Young cancer survivor takes part in Johnstown Walk of Hope

·2 min read

Jun. 4—JOHNSTOWN, Pa. — Dominick Iannello was born with a rare form of leukemia. His treatment lasted one year and he was been in remission for nine years.

The 10-year-old boy was out in front of more than 100 walkers on Saturday taking part in the Johnstown Walk of Hope held at Trojan Stadium. The event raises money for local cancer patients and their families.

This year's event was special for Dominick, his mother, Crystal Mitchell, said.

"He had a heart transplant last year," she said. "When he got out of the hospital right after his transplant, we came down during the walk and he only made it part way.

"So far this year, he walked 1 1/2 laps," Mitchell said. "He did really good today."

More than 20 teams of families, friends and co-workers joined cancer survivors in the charity walk that raised more than $70,000 this year.

Marlene Singer started the Walk of Hope organization in 2016 to help local cancer patients with daily needs such as utility bills, car payments, medication and taxes so people don't lose their homes.

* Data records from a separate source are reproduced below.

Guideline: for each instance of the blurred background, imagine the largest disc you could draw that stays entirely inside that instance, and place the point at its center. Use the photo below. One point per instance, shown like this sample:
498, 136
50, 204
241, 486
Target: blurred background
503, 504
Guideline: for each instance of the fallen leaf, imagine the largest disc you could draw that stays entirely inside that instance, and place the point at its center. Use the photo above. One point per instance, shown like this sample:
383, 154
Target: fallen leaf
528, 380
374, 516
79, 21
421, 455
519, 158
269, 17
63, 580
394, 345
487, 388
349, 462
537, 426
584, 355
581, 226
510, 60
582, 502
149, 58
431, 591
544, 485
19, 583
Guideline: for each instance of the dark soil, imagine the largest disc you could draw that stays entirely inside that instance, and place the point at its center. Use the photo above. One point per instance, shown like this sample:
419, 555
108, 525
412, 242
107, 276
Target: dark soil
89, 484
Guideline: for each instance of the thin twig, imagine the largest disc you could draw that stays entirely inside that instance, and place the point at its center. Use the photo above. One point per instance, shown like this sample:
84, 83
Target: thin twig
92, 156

"These are the everyday needs patients facing cancer have that they worry about," Singer said.

Cancer survivor Valerie Gjurich led a band of merry walkers that called themselves Team Courage.

"We formed this when my late husband had pancreatic cancer," Gjurich said. "He's been deceased almost five years.

"I'm a breast cancer survivor. This is a great event."

Nina Miller has led Team Nu/Hart since the walk began. Nu/Hart Hair fits women with wigs who suffer from medical hair loss, including cancer.

The group raised $435 selling T-shirts this year.

"We didn't raise a whole lot of money this year, but I think every little bit helps," Miller said.

Erin Goins, director of Women's Services at the Joyce Murtha Breast Care Center, partnered with Windber GNY Associates to form a team of 12 walkers.

The Walk of Hope raises money and the profile of cancer survivors.

"I think there's more awareness and people getting out," Goins said. "More people are doing their own self exam, which is very important."